I would think it would be a bit much to even THINK about asking them
to take back and re-do their deployment. So, unfortunately, I think
that ship has sailed, and there's no looking back.

I guess all I want to say is that I'm very disappointed that another
vendor went proprietary, and consequently has to mish mash features
(those aim provides, and those it doesn't) between AIM and their own
I'd be interested to learn just how they do 'signalling' within their
own client.  Whether AIM is solely for aim user chat, or if a
'specially crafted message' announces availability in the chat room,
or invites a user to a game, or challenges a user to a game.
I guess there's always WireShark if I'm /that/ interested :).
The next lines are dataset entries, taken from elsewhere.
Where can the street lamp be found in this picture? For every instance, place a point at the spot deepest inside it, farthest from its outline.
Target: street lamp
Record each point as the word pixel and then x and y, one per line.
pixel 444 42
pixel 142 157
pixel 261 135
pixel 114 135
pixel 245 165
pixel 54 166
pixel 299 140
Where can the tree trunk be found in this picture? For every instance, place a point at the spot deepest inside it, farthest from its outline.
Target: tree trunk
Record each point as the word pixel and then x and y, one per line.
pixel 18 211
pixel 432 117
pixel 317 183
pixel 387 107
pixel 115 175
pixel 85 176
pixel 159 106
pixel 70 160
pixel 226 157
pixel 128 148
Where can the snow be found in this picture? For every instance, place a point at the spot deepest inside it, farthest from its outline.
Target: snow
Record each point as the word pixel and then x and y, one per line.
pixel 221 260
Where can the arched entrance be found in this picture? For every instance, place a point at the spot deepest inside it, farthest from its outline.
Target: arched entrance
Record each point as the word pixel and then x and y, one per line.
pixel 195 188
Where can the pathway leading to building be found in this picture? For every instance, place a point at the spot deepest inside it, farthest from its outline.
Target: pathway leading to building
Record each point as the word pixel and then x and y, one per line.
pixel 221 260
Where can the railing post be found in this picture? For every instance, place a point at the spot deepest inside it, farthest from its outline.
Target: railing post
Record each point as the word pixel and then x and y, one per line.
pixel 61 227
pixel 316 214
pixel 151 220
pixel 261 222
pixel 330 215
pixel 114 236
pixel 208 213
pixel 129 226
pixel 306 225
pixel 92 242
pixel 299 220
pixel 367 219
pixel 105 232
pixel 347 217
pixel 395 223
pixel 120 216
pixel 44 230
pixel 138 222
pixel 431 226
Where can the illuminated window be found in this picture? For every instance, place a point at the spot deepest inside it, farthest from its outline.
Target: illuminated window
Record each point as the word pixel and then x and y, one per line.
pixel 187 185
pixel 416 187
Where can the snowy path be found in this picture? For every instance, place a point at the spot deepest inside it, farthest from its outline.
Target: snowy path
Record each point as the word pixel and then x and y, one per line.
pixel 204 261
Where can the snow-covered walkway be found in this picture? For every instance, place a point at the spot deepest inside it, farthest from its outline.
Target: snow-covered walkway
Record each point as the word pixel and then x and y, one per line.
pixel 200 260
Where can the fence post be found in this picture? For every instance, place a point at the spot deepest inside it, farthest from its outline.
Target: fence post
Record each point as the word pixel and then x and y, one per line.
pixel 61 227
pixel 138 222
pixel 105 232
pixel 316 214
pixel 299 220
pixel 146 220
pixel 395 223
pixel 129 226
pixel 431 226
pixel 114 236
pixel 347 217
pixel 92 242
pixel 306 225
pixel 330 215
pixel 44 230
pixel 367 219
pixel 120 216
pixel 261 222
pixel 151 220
All of this could have been done with XMPP.  It can be kept 100% in
house, and built from the ground up. Not to mention that if they were
to build an XMPP server cluster, if 1 server goes down, all features
relying on it don't absolutely bomb out and die.
If AIM goes down, a major part of their service just gets cut off.

Imagine if this network were federated, and once pubsub really gets
out in the wild, we'd already be having our current gaming status
available for anyone we have on our user lists.

Now that I think about it, I seem to remember hearing that Time Warner
is the parent company of GameTap, and *AOL* Time Warner would have a
lot of pull when it comes to a mass messaging/communication method for
one of their products.

'What could have been' is the theme of this message.